Quelli in cui veniva trasmesso Happy Days, secondo Cobianchi, erano "anni difficili certo, ma che non avevano precluso a nessuno la possibilità e la voglia di sognare. Oggi non si sogna più - afferma - o, meglio, i sogni sono piccoli e a breve scadenza e, anche se abbiamo telecomandi, tablet e telefoni che sembrano arrivare da Marte, alla fine, i nostri "Days" non sono cosi' "Happy." Di Richie, a Daniele Cobianchi piaceva "la semplicità, la goffaggine, quando provava a fare il figo e non gli veniva; insomma, era uno di noi, ci rappresentava e ci rassicurava. Richie Cunningham ci ha insegnato a sognare. Se lo trasportassimo ai giorni di oggi, sarebbe un tipo invisibile, senza like, uno che non riesce a fare una story su Instagram che l'algoritmo premierebbe con la viralità. Ma quanto manca ai ragazzi di oggi un fratello maggiore così"

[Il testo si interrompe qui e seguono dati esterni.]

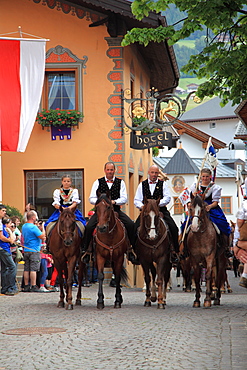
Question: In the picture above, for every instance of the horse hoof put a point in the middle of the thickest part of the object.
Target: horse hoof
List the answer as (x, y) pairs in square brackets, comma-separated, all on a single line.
[(207, 303), (161, 305), (217, 302), (69, 307), (196, 304)]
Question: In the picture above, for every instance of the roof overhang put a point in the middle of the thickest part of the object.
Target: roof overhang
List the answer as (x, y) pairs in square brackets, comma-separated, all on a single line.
[(159, 57)]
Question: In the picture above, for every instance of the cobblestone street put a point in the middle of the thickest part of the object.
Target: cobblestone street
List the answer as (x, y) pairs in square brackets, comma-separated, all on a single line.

Anticipato dal brano omonimo, Richie Cunningham è uscito all'inizio dell'estate. Testi e musica dell'Ep sono di Daniele Cobianchi. Il brano, attraverso il suo sound pop coinvolgente racconta perché "ero anch'io Richie Cunningham" e con le parole di questo ritornello diventa un inno capace di rieditare un concetto di felicità che sembra sfumato e inafferrabile nell'era digitale, in cui spesso impera la necessità dell'approvazione degli altri, l'individualismo, l'ostentazione e il diktat di non essere invisibili. Eppure, si poteva essere felici ai tempi di Richie Cunningham: "Le gare in discesa, i ghiaccioli, i palloni nei cortili - ricorda Cobianchi - i pomeriggi con le bici, la ritualità di una cena tutti insieme, l'attesa di una telefonata dal telefono fisso, un'idea potente di futuro davanti. Nessuna nostalgia delle cose, ma dei sentimenti sì". Negli ultimi tempi, nella musica si assiste all'ascolto da parte dei giovani, di pezzi e brani celebri negli anni 80 e 70 rivisti in chiave contemporanea. Ad esempio, in Italia hanno atto centro i Ricchi e Poveri con la loro hit 'Ma non tutta la vita', il compianto Pino D'Angio' con la sua 'Quale idea', Raffaella Carrà. Per non parlare poi dei remix di pezzi oltreoceano di 30/40 anni fa. Cosa succede? Ai ragazzi stiamo trasmettendo la nostra nostalgia: "La verità è che non ci sono più idee originali, ma soltanto beat con la cassa in quattro, campionamenti, voci all'autotune che bofonchiano "ee aa ee uu". Di conseguenza - prosegue l'artista - basta una canzone, anche datata, ma con un'idea di testo, o di sound, o di groove evidente per accendere gli animi. Ma la bella notizia è che i giovanissimi hanno iniziato a usare la rete per rovistare nel passato e questo è straordinario: contaminare vecchio e nuovo significa essere contemporanei e connettere le generazioni. Riavvicinarsi e tornare a provare qualcosa che somiglia alla felicita'".
Daniele Cobianchi nato a Parma e laureato in Filosofia del Diritto all'Universita' di Bologna ha da sempre caratterizzato il suo percorso professionale sulla creativita', leader nel settore pubblicitario senza mai abbandonare la sua passione per il suo primo amore, la musica.